Paul Kedrosky quotes David Rosenberg today on the implications of a rising savings rate:

The savings rate is going to be forced higher. This, again, is going to be very, very disinflationary. It means that fashions are going to change. It means frugality is going to set in. We’re going to be living in smaller houses, driving smaller cars and living more frugally.

David Roche, weirdly, comes to the same conclusion from the opposite premise. While Rosenberg says that disinflation is back with a vengeance, Roche says it’s dead. Yet he agrees on the return of frugality:

Disinflation is dead! The twin decades of disinflation brought many economic benefits but it was also characterised by the replacement of thrift by leverage in many economies, most notably in the major Anglo-Saxon ones. Now we shall see thrift replace leverage. This has multiple impacts. US living standards will be lower. Consumers worldwide will discover value rather than luxury shopping – it’s a Wal-Mart world rather than a luxury branded goods one.

In the long term, this is all good.
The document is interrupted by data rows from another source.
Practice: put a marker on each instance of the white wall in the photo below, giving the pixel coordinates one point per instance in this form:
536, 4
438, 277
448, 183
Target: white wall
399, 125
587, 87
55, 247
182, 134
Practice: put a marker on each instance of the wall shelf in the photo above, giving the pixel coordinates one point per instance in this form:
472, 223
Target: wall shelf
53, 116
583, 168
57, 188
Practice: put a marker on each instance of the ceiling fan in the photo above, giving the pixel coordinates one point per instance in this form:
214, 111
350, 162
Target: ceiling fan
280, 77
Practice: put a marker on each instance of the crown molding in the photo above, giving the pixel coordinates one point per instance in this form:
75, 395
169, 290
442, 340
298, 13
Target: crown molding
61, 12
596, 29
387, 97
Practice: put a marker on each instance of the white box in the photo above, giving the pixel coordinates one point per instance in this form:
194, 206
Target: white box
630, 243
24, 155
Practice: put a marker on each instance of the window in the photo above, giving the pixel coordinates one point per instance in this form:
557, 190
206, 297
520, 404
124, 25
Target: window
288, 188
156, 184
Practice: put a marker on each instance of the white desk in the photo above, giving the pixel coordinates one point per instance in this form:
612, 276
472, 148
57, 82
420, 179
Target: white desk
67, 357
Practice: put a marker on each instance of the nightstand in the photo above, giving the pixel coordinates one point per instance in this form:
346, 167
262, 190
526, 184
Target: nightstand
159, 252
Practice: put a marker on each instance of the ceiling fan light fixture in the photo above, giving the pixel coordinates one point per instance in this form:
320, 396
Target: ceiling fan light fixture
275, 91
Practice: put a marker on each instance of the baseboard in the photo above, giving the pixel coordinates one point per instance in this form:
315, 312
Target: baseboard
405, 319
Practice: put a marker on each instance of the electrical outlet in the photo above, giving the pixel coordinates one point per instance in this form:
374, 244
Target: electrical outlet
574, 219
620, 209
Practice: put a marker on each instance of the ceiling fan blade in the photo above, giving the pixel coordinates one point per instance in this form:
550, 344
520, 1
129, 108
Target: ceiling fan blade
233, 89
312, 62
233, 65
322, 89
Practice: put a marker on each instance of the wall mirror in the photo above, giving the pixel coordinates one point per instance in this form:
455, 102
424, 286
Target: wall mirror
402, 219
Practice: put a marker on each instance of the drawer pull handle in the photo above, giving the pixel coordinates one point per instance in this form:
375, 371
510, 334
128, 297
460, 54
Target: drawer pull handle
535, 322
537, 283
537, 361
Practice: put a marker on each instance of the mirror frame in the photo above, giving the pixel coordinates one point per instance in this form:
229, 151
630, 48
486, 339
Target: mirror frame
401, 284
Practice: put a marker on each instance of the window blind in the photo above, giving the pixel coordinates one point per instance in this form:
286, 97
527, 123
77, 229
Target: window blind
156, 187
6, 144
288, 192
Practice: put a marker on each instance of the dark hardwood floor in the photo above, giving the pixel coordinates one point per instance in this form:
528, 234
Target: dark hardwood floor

America’s negative savings rates are unsustainable, so it’s good that they start rising, especially as capital-exporting countries in Asia start to develop greater capacity to invest in themselves rather than abroad. What’s more, there’s good credit and there’s bad credit. Good credit is invested wisely and results in economic growth; bad credit is simply consumed, spent on unproductive assets like houses and flat-screen TVs, and doesn’t fund the means by which it will be repaid. As consumers curtail their borrowing and increase their saving, that will free up the banks’ precious capital to fuel growth-oriented commerce. As Roche notes:

The financial sector will never be able to grow credit at five times the rate of GDP again… Banks are going to have to rely much more on traditional funding of assets by old-style deposits than over the past 10 years.

Given that, it’s just as well that those old-style deposits are going to be rising.